Proteus OX19

Scientific classification
- Domain: Bacteria
- Kingdom: Pseudomonadati
- Phylum: Pseudomonadota
- Class: Gammaproteobacteria
- Order: Enterobacterales
- Family: Morganellaceae
- Genus: Proteus
- Species: P. vulgaris
- Binomial name: Proteus vulgaris Hauser, 1885

= Proteus OX19 =

- Genus: Proteus (bacterium)
- Species: vulgaris
- Authority: Hauser, 1885

Species of bacterium

Proteus OX19 is a strain of the Proteus vulgaris bacterium.

==History==
In 1915, Arthur Felix and Edward Weil discovered that Proteus OX19 reacted to the same human immune antibodies as typhus. Other Proteus strains were similarly used to create reagents for other rickettsiae diseases, thus resulting in the commercial Weil-Felix antibody-agglutination test.

=== Use in fake epidemic in Poland ===
Drs. Eugeniusz Lazowski and his medical-school friend Stanisław Matulewicz were practicing in the small town of Rozwadów in Poland during World War II. Dr. Matulewicz realized that since Proteus vulgaris strain OX19 was used to manufacture the then-common Weil-Felix antibody-agglutination test for typhus, inoculating villagers with dead Proteus would cause a false positive result without causing any disease.

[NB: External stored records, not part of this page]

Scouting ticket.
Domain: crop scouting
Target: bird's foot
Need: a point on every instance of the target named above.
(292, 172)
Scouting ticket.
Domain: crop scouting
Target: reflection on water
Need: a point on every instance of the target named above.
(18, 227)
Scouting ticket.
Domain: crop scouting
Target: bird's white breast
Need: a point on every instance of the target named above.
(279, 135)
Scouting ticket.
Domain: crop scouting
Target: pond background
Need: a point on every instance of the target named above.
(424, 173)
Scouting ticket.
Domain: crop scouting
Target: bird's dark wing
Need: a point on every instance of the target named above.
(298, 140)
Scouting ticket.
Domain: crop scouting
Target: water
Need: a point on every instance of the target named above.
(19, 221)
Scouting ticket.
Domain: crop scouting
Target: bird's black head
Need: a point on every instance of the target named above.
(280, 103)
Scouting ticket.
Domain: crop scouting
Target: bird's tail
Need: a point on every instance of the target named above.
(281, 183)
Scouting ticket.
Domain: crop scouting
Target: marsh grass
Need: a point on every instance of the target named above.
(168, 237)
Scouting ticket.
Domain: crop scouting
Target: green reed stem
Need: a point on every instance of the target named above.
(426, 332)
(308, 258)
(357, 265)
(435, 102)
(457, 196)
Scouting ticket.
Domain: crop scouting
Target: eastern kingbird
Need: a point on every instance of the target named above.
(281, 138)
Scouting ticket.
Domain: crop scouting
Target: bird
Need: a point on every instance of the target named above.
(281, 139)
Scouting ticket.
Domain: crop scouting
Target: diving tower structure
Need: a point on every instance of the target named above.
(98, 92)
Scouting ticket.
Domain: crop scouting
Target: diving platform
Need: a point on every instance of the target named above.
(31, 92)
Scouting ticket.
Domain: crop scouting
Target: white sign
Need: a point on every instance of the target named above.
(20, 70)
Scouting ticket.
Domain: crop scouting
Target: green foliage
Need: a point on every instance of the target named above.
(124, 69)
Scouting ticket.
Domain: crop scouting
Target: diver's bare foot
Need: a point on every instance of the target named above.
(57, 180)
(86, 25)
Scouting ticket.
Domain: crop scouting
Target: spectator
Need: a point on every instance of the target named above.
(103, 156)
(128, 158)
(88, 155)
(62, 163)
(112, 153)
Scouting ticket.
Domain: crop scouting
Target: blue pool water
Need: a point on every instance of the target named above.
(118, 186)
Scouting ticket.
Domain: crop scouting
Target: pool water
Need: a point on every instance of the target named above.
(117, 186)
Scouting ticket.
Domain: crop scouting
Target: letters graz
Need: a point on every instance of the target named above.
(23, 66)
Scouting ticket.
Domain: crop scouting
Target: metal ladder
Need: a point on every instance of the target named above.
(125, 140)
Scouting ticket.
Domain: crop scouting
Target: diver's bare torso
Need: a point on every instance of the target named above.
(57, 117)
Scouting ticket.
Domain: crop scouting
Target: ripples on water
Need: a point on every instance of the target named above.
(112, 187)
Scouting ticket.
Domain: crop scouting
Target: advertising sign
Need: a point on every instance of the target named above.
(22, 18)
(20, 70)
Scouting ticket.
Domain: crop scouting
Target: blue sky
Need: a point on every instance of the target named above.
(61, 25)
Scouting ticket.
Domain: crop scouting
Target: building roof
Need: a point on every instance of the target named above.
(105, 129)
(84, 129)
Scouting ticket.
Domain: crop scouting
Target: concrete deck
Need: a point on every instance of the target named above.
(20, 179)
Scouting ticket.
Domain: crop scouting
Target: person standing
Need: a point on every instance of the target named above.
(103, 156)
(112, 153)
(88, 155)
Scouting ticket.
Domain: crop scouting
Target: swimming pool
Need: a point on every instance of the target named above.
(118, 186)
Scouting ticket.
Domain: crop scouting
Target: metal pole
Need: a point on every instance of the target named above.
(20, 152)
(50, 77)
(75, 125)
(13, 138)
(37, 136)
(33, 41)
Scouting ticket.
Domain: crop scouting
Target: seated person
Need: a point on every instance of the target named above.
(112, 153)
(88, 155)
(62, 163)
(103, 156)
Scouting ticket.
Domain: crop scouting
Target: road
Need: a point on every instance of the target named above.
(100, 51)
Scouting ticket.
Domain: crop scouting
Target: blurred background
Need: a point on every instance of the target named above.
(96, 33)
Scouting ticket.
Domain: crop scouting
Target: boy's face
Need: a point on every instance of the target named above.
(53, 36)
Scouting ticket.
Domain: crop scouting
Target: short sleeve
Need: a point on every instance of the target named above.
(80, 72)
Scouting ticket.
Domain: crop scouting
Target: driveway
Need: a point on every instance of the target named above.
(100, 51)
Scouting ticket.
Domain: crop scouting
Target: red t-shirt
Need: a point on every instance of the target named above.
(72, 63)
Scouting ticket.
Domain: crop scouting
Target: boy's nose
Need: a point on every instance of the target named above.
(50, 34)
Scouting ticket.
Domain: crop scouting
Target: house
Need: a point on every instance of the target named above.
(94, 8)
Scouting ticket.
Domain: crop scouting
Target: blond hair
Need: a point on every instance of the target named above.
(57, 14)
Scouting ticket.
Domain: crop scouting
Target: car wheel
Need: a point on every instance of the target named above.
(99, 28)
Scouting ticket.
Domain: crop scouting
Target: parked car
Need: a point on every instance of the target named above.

When the blood samples of the townspeople were sent to the German authorities for testing, authorities were convinced a typhus epidemic was raging in Rozwadów, and the area was avoided by the Germans, saving thousands of Poles.

== In fiction==
The novel 1979 Night Trains, by Barbara Wood and Gareth Wootton, is a fictionalized account of the Proteus story, with details altered.